For the last couple years, Americans have been having a party buying overvalued houses at prices they knew they could not afford, taking advantage of the lowest interest rates in our lifetimes, on the assumption that those rates will last forever. Those who already owned homes have been partying even harder, spending in a flash the home equity they spent their lives accumulating.
At the same time, our government has been having its own party, invading Iraq; invading Afghanistan; threatening Iran (threats that include naval battle groups sailing foreign seas are not cheap); funding proxy adventures (e.g., Ethiopia in Somalia); and generally building a military force fancier, bigger, and more expensive than that of the whole rest of the world put together.

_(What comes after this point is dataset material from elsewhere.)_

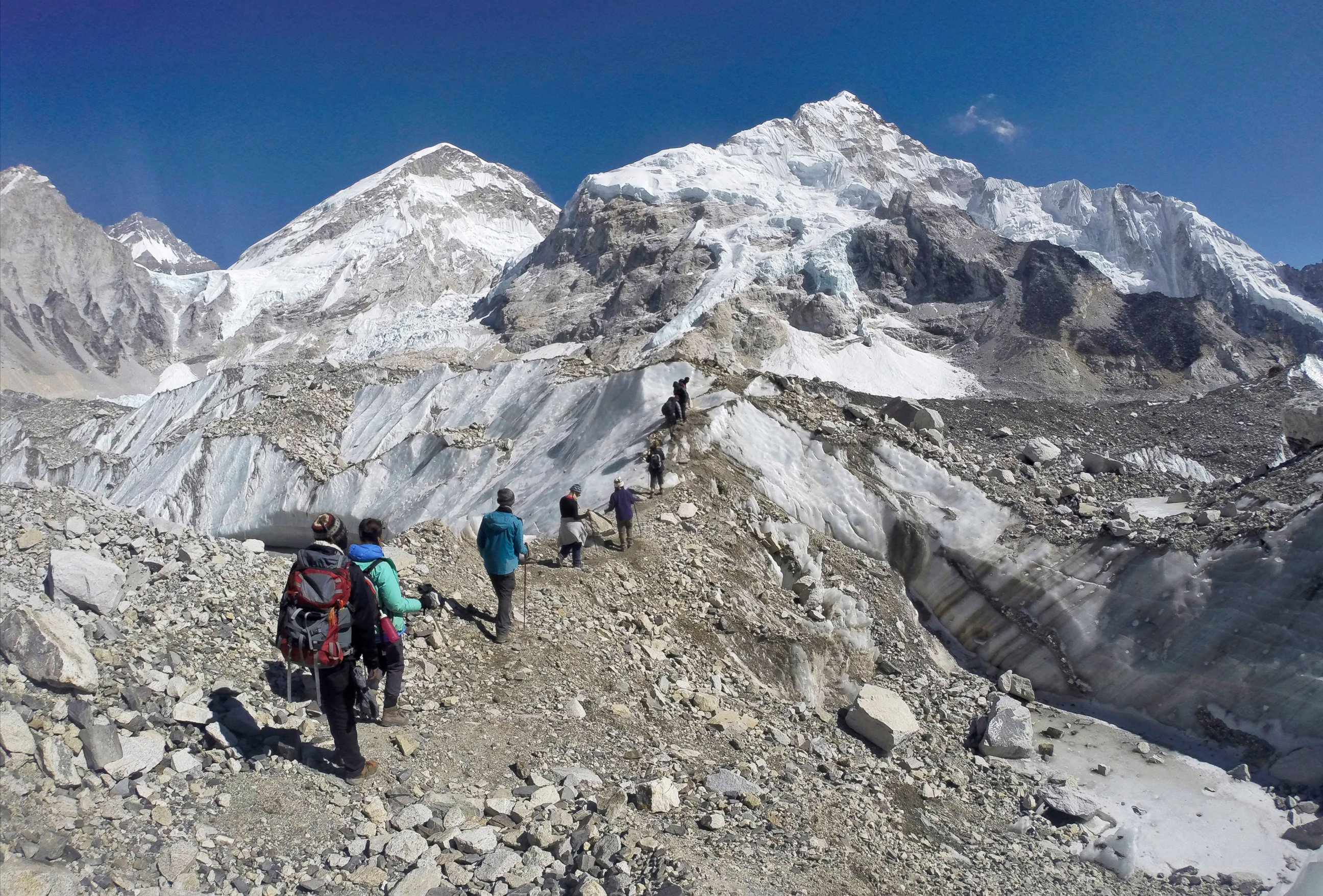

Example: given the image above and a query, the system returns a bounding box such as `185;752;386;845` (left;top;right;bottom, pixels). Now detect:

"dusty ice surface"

Whether or not these parties are justified is not the issue here: my point is simply that they have been expensive. The Government paid for its debts by borrowing from the very considerate leaders of the People’s Republic of China; the American middle class would like to pay by getting a deal from the Government, which will pay for the deal by getting another deal from those very considerate Chinese Communist gentlemen.
Now that some chickens are coming home to roost, the Bush Administration is offering some incentives for us to…save? reduce both personal indebtedness and the national debt? enhance productivity? plan our lives in a more mature fashion? trim the incredibly, grossly overweight national offense budget? Well, no…the incentives are designed to spike our drinks and keep the party going for, presumably, at least one more year.
I have summarized all this in somewhat casual terms without any erudite discourse. But I am just a political scientist, not an economist, so what do I know, anyway? Maybe someone else can explain the logic of all this to me, but please, no sarcasm. There’s enough of that around here already.